The U.S. won the most medals with 47.
Los Angeles, United States
The X Olympiad was held from July 30 to August 14. Participating from 37 nations in 14 sporting events were 1,408 Olympians. There was a decrease in participation because of the worldwide economic depression, and because it was costly to send teams to far-off California. Even so, 18 world records and 33 Olympic records were broken or tied in this stellar Olympics.
An Olympic Village, a place where athletes from all participating countries live together, was established for the first time. Despite protests from officials, the athletes enjoyed it so much it was made a permanent part of the Olympics.
Mildred (Babe) Didrikson of the U.S. won two gold medals in the 80m hurdles and javelin throw, and a silver medal in the high jump. She actually tied with fellow American Jean Shiley, but was awarded second place after officials ruled that her jumping style was illegal.
The 1932 Olympics also introduced the medal stand, where the gold medal winner’s national anthem is played.
The U.S. won the most medals with 103.
The XI Olympiad is also known as the “Nazi Games” because Adolf Hitler and the Nazi Party ran Germany at that time. Hitler used the Games for propaganda, to prove that his anti-Semitic policies could be overlooked.
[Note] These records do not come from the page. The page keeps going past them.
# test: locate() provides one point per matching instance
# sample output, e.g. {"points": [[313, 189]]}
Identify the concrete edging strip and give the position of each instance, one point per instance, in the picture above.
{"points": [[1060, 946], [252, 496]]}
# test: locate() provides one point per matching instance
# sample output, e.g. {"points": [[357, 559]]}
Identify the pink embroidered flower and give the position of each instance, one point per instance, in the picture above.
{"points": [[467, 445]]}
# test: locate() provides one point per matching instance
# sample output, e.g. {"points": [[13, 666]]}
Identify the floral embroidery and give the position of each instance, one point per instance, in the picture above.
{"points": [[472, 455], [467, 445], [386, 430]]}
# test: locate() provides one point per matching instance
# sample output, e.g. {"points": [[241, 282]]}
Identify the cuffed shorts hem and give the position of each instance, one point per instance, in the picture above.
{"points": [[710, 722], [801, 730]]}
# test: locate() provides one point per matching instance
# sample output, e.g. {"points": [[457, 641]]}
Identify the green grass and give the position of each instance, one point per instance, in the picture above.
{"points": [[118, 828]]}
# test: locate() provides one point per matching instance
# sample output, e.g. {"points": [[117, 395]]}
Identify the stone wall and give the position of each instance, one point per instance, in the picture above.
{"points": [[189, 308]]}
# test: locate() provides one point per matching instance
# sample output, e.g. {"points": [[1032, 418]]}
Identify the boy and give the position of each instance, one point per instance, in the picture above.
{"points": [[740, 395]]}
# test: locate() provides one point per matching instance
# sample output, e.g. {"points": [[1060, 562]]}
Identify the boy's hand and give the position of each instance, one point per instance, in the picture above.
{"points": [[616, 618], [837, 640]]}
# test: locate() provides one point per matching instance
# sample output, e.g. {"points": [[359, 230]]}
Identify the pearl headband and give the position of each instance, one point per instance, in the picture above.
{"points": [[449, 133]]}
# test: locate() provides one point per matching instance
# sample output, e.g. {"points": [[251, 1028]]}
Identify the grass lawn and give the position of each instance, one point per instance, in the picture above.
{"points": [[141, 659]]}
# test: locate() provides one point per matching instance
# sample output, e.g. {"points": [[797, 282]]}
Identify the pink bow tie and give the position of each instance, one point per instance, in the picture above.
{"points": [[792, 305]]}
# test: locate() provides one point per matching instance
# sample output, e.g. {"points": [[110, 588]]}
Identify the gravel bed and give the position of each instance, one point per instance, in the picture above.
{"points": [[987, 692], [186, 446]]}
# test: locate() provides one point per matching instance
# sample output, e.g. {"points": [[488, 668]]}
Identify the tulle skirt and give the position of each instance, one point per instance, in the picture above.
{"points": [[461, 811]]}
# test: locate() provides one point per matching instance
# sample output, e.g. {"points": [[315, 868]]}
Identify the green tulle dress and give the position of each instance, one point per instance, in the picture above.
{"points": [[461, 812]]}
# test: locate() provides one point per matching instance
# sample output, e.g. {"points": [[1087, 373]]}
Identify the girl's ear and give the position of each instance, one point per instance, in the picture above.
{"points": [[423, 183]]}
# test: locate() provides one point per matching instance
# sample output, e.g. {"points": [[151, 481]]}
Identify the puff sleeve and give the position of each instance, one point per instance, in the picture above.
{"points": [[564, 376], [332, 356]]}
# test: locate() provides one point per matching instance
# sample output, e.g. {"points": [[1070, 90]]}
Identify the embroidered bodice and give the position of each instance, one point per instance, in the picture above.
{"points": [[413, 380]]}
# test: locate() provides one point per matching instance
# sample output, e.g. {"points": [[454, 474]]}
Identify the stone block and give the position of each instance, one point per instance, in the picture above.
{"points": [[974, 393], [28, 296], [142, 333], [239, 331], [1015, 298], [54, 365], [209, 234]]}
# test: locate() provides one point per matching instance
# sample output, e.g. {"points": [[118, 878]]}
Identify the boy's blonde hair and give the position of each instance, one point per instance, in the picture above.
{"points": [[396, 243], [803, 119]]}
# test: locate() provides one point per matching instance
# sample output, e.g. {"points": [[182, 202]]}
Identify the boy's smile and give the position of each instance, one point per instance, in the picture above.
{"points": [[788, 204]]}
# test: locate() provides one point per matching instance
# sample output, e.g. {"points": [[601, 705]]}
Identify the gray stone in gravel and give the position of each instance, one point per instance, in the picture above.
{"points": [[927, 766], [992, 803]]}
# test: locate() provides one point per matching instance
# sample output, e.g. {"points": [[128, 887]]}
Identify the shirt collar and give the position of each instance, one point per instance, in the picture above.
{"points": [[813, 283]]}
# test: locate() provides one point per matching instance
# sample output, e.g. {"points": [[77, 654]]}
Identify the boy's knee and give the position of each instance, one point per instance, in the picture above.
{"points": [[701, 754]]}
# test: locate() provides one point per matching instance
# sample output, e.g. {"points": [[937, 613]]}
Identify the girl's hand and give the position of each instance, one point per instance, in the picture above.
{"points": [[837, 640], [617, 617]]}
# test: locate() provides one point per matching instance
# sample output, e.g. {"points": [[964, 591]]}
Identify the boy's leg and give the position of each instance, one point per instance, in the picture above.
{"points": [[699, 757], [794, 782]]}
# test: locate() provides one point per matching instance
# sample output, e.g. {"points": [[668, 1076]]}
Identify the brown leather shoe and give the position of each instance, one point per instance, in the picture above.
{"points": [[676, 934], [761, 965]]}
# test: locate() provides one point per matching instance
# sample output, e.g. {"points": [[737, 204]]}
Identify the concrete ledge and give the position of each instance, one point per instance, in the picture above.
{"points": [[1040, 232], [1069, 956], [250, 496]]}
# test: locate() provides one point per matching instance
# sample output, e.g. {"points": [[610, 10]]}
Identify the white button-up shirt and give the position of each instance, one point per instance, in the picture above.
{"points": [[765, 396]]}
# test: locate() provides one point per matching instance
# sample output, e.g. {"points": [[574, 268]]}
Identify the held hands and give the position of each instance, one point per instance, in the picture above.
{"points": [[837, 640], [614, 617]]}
Anti-Jew signs were removed from public view during the Olympics, and foreign visitors were excused from racial laws.
The Games introduced televised broadcasts, with two German networks broadcasting. However, Germany put strict regulations on the media to put a positive image on the Games.
Many countries debated on whether to send athletes to the Games, since the Nazis were racial supremacists and persecuted certain groups. Going to the Games might be viewed as approving of these tactics, but not sending athletes meant not competing. In the end, few nations chose to boycott, but many Jewish athletes did not compete.
The Berlin Olympics also introduced the Olympic torch relay.
These Olympics were held from August 1 to 16. Competing in 129 events in 19 sports, from 49 countries, were 4,066 athletes.
The big story of the 1936 Olympics was Jesse Owens of the U.S. An African-American, he shattered Hitler’s ideals of Aryan supremacy with his four gold medals in the 100m and 200m sprints, the long jump, and the 4x100m relay race. Though not representing Nazi beliefs, German fans loved Owens. A street in Berlin was named after him in 1980.
Germany won the most medals with 89.